Day after day, the answers to our inquiries seemed always to be the same: "Sorry, nothing today; come back next week, if you wish." The two routine questions asked by nearly all those I talked to were: "What's your name" and "What have you done on stage?" By "name" they really meant how and by whom are you known in the theatrical profession? and by "what" it soon became clear they were interested only in what you had done on Broadway -- or at the least, "off Broadway." When I first responded to these questions by identifying the roles I had played in college and community theatre productions "back in Kentucky," I was met with laughter, disparaging remarks, or just cruel silence, accompanied by condescending raised eyebrows. "You must have professional experience before we can even consider you," several had said. But when I asked how I was to get professional experience if no one would give me a chance to begin, one of them said rudely, "That's your problem ...next applicant step up to the desk."
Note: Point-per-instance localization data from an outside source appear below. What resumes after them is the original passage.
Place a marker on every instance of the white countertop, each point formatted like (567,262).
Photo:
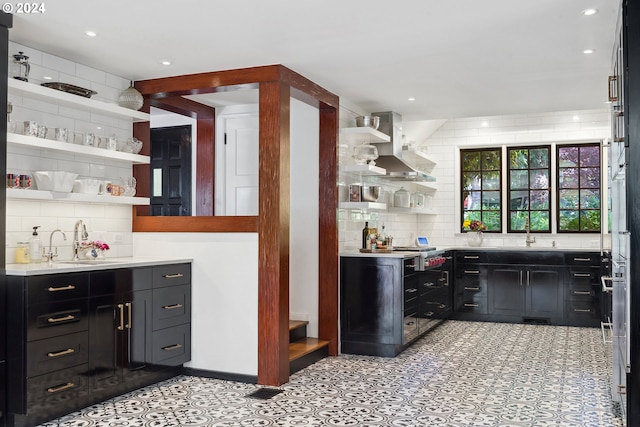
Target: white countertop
(65,266)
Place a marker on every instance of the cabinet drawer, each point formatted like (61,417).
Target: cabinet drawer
(171,346)
(581,293)
(582,258)
(171,306)
(53,354)
(57,287)
(50,320)
(581,309)
(55,390)
(473,305)
(473,257)
(170,275)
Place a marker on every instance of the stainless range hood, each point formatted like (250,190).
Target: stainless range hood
(390,153)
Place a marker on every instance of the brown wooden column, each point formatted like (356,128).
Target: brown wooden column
(328,232)
(273,234)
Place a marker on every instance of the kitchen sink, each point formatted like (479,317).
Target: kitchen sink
(88,262)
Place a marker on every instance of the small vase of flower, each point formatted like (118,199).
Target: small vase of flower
(94,249)
(474,231)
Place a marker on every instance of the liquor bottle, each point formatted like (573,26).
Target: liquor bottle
(365,235)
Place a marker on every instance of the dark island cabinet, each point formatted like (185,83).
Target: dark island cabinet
(527,294)
(385,304)
(528,286)
(81,338)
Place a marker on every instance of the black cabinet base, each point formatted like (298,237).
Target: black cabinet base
(61,407)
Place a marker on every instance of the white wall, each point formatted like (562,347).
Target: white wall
(111,223)
(224,326)
(549,128)
(303,259)
(443,146)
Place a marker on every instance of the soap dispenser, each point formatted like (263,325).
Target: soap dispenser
(36,252)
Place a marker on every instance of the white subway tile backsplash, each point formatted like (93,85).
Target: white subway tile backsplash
(102,219)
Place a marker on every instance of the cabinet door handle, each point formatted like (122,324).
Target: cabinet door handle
(172,347)
(171,307)
(61,319)
(581,274)
(128,325)
(61,288)
(60,388)
(121,316)
(61,353)
(521,283)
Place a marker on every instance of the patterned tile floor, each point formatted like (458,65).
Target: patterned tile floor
(462,374)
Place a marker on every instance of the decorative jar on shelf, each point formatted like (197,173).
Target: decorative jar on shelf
(474,238)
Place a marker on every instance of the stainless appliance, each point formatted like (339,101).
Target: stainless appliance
(620,249)
(428,257)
Carol had heard on good authority that if I really wanted a job as an actor, I would first have to join Actors Equity. So I had sent in an application for membership in that organization several days earlier, even though I was told by others who seemed to know that new applicants were being definitely discouraged from pursuing the matter or rejected outright, because of the scarcity of acting jobs in the summer of 1933. This kind of action was understandable, since many well-known and experienced actors and actresses were without employment. Still I kept at it --sometimes with Carol, quite often alone -- walking, making telephone calls, visiting offices, and asking again and again and again. Some of the office receptionists began to call me by name when I would come in the door, "Sorry, Mr. Travelstead, you made the trip today -- nothing yet."

After a week of these unfavorable and discouraging results, I was beginning to wonder if I would ever get a break. If it had not been for Carol's affection and support and our evening activities of dining and dancing together, I probably would have purchased a bus ticket back to Bowling Green and missed out on what I am now calling the drama on Central Park South.

Late one afternoon --perhaps my ninth day in New York -- I decided to take an altogether different approach. Since daytime visits to business offices had not been successful, I would now make an effort to find some producer or director at home in the evening -- hopefully after he had downed his second martini. What brashness! As I look back on what happened that evening, I shudder to think I could have been so presumptuous. But then when I recall that I was only twenty-one and without employment at the time, my actions do not seem so reprehensible. I must have concluded on that day in June of 1933 I had nothing to lose by trying.